This might be a really strange question, but I have been doing some work on the little man computer and it mildly annoys me that not only is there no operation code number 4, but there is absolutely no information on the internet as to why.
The opcodes go 0-9 but skip 4. Are there never any three digit codes that start with 4? What happens if there is?
Is there anyone out there that would be able to help answer this question? I just find it so strange. Thank you!

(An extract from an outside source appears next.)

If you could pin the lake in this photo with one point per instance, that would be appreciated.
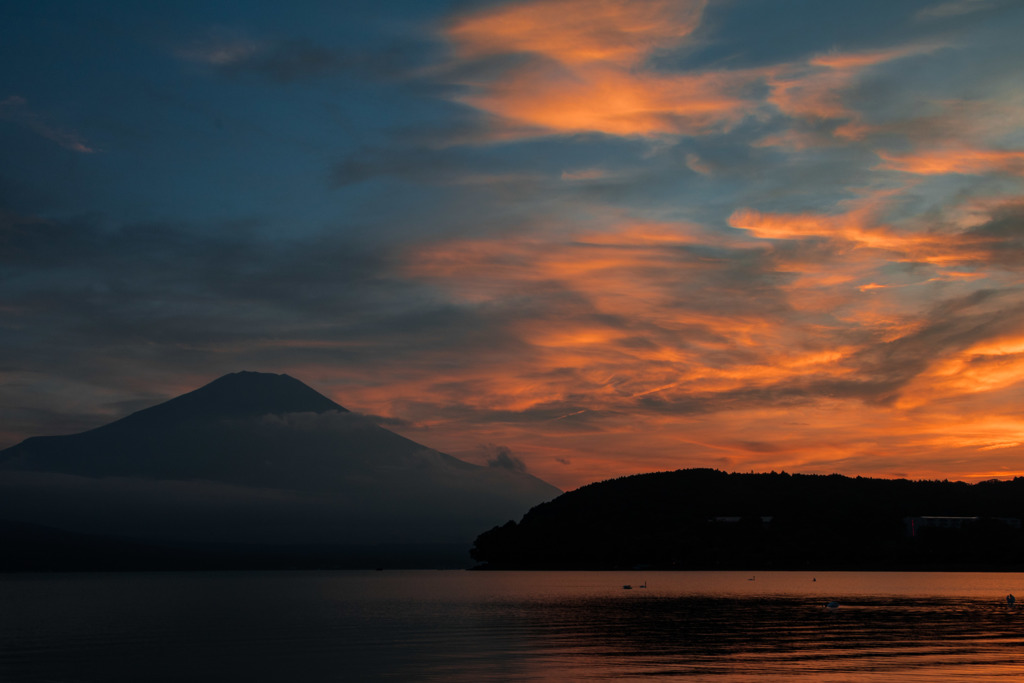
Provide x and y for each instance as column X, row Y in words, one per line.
column 479, row 626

The Little Man Computer (LMC) was initially not presented as a complete specification. It is more a model, a paradigm. There are several things left undefined, like for instance what should happen when the unused opcode 4 is encountered. The aim of LMC was to introduce students to the concepts of machine code and instruction sets and demonstrate that the power of a computer does not come from complexity. The aim was not so much to explain all the details of what happens with badly designed code.
It is not defined what should happen. In concrete implementations, choices are made: either it will lead to abnormal program termination (like stated here), or it will be executed as a no-operation instruction, or it will still do something else (very unlikely). The main message is that programs should not rely on a certain implementation choice, and should never run into such an opcode. If you really want to know what would happen, then this is a specification that should be found in the documentation that comes with a specific implementation (emulator).
There is no particular reason why 4 is unused. The initial LCM (in 1965) had a slightly different set, where it seems that opcode 4 was used. The more popular set was introduced later, and is also presented in "The Architecture of Computer Hardware and System Software" (Irv Englander). Several other implementations of LCM describe extensions (like here) where opcode 4 gets a use.
There is one benefit I have found with the undefined 4 opcode, although I consider this benefit unintended, and it is only applicable when an LMC implementation aborts (with an error message) when it bumps into a 4 opcode:
When a program needs to manage an array, it will have to use self-modifying code in order to achieve indirect addressing. Such programs may not have code to detect that the array is overflowing the number of available mailboxes, and in that case the invalid 4-opcode "feature" will greatly help debug what went wrong.
Take for instance the below program, which reads in a variable number of inputs, given a first input that indicates how many more inputs follow. It stores these inputs as an array. I don't include the processing of this array, which could be anything... like for instance sorting:
#input: 90 0 1 2 3 4 5 6 7 8 9 10 11 12 13 14 15 16 17 18 19 20 21 22 23 24 25 26 27 28 29 30 31 32 33 34 35 36 37 38 39 40 41 42 43 44 45 46 47 48 49 50 51 52 53 54 55 56 57 58 59 60 61 62 63 64 65 66 67 68 69 70 71 72 73 74 75 76 77 78 79 80 81 82 83 84 85 86 87 88 89
INP
BRZ zero ; nothing to do
STA size ; for later reference
loop SUB one
BRP continue
HLT ; placeholder for some processing
continue STA counter
INP
dynamic STA array
LDA dynamic
ADD one
STA dynamic
LDA counter
BRA loop
zero DAT 0
one DAT 1
size DAT
counter DAT
array DAT
<script src="https://cdn.jsdelivr.net/gh/trincot/lmc@v0.77/lmc.js"></script>Notice what happens when you run this snippet with the 91 inputs that are provided by default. Focus in particular on the line labelled "dynamic". This is the line that is subject to self-modification: it is a STA instruction responsible for storing the last input at the next slot in the growing array. Its opcode is 4xx. But when this xx becomes too large, then the opcode moves from 399 to 400, and suddenly it has become an invalid instruction. This is actually good, because now the program will halt immediately.
If the 4xx opcode would have been valid, the program execution would have continued, but it would certainly not do what was expected from it, and it would be harder to find out why.
https://web.archive.org/web/20131211112403/http://www.acs.ilstu.edu/faculty/javila/lmc/
This lists a totally different instruction set (e.g. input/output is 500/600).